Imagine this scenario. You are in school and you need to write a piece on a famous individual from history, which you will present orally the following day in front of your class. Unfortunately, you haven’t had time to visit the school library and take out any books on the subject. You get home and make something to eat, scroll through social media, and watch something on YouTube. Before you know it, it’s 10 pm and you suddenly remember your assignment for the next day. Well, for many people nowadays, the answer to this problem seems pretty straightforward – use Chat GPT or another AI language model to do the homework for you. So, you type in a basic prompt, asking the model to generate the assignment for you, and you go to bed. However, the next day at school, everyone, including the teacher, looks at you in bewilderment as you read out your assignment.

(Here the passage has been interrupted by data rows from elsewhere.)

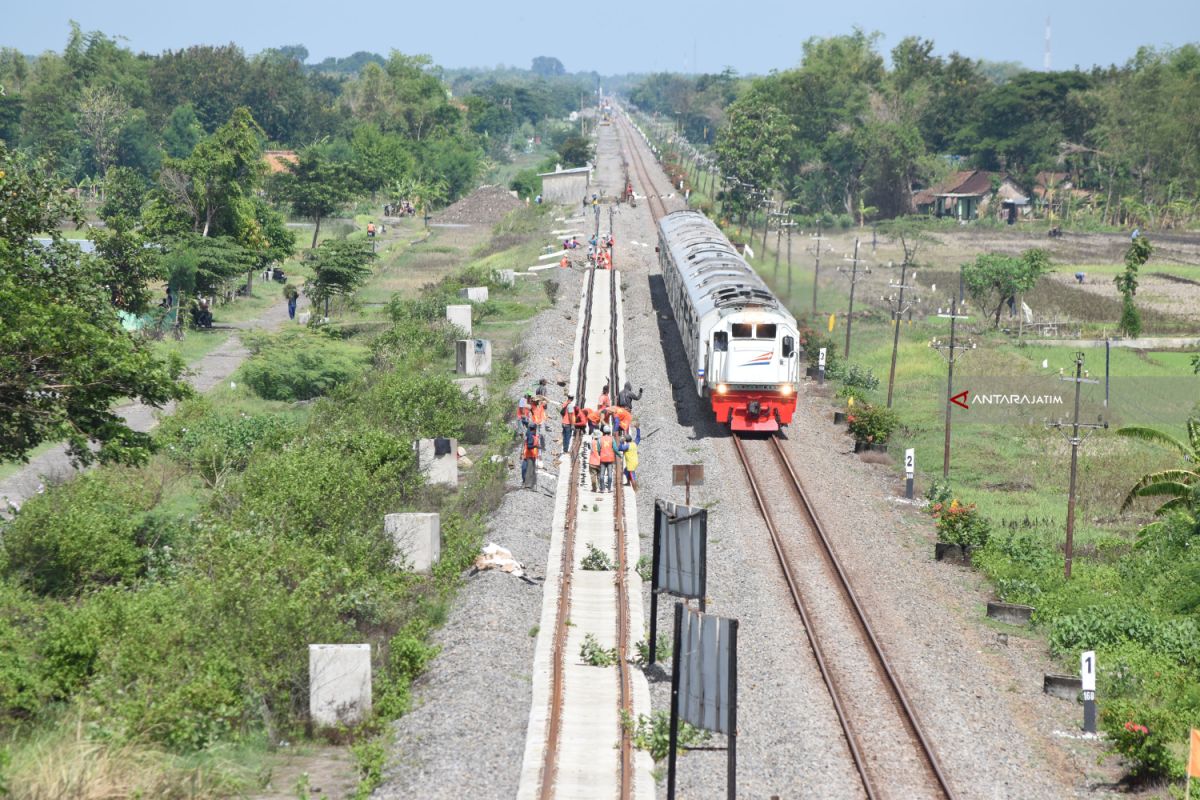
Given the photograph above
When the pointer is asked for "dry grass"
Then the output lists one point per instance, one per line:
(66, 764)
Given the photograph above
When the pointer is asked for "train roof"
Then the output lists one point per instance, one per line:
(715, 275)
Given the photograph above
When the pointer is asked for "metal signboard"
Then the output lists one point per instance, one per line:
(705, 684)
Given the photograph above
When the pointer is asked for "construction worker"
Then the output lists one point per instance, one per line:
(529, 459)
(568, 423)
(607, 458)
(538, 420)
(594, 461)
(628, 449)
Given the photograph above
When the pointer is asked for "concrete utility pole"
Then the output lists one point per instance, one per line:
(951, 353)
(816, 271)
(895, 322)
(850, 311)
(1075, 441)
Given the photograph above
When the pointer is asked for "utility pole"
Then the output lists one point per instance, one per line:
(850, 311)
(895, 322)
(1075, 441)
(953, 348)
(816, 272)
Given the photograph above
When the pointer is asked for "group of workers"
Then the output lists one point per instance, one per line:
(610, 428)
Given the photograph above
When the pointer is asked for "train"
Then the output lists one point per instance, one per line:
(742, 342)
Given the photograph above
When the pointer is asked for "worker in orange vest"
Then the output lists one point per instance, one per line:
(607, 458)
(538, 420)
(568, 423)
(594, 461)
(529, 459)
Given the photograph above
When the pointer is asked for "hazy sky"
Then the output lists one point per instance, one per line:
(617, 36)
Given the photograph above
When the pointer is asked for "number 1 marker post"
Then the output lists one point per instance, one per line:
(1087, 673)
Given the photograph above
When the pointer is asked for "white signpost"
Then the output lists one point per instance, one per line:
(1087, 674)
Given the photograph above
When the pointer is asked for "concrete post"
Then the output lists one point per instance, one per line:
(474, 358)
(339, 684)
(417, 539)
(437, 470)
(460, 317)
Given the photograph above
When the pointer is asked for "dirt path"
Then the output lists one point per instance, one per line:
(54, 465)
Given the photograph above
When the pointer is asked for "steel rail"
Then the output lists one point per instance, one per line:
(810, 632)
(893, 684)
(567, 565)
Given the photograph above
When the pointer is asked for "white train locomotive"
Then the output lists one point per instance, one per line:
(739, 338)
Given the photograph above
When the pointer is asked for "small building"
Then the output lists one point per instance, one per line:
(1055, 193)
(969, 194)
(565, 186)
(279, 161)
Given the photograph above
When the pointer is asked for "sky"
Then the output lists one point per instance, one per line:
(618, 36)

What Are AI Hallucinations?

In humans, hallucinations are sensory distortions; they hear or see things that are not really there. For AI systems, however, these hallucinations are text-based and situational. AI hallucinations refer to the tendency for large AI systems to generate text that is completely fictional, yet sounds very plausible. These are not little mistakes either, We aren’t talking about spelling mistakes or incorrect punctuation. These hallucinations comprise highly detailed accounts and facts about events or people that have no grounding in reality whatsoever. While this may not be a major issue in certain situations, it could cause some real issues in some cases. There was already a legal team that got into serious trouble for citing cases in a court that the AI had simply fabricated.
The Progression of AI Hallucinations

At first, it was quite easy to notice when the AI was acting strangely. The output often didn’t make any sense, or the grammar was stilted and awkward. However, as these models have increased in complexity, so has their ability to create increasingly more incorrect answers. The only difference is that the output sounds so plausible, it’s often very hard to detect whether it’s true or not. They can now produce long, detailed replies that have very little in connection with reality. Furthermore, it’s not just the typical models that suffer from AI hallucinations; many of the tweaked versions, like the reasoning models released by OpenAI, have been shown to hallucinate nearly 50% of the time! No wonder your teacher shook her head as you told them about the time Abraham Lincoln invented candyfloss.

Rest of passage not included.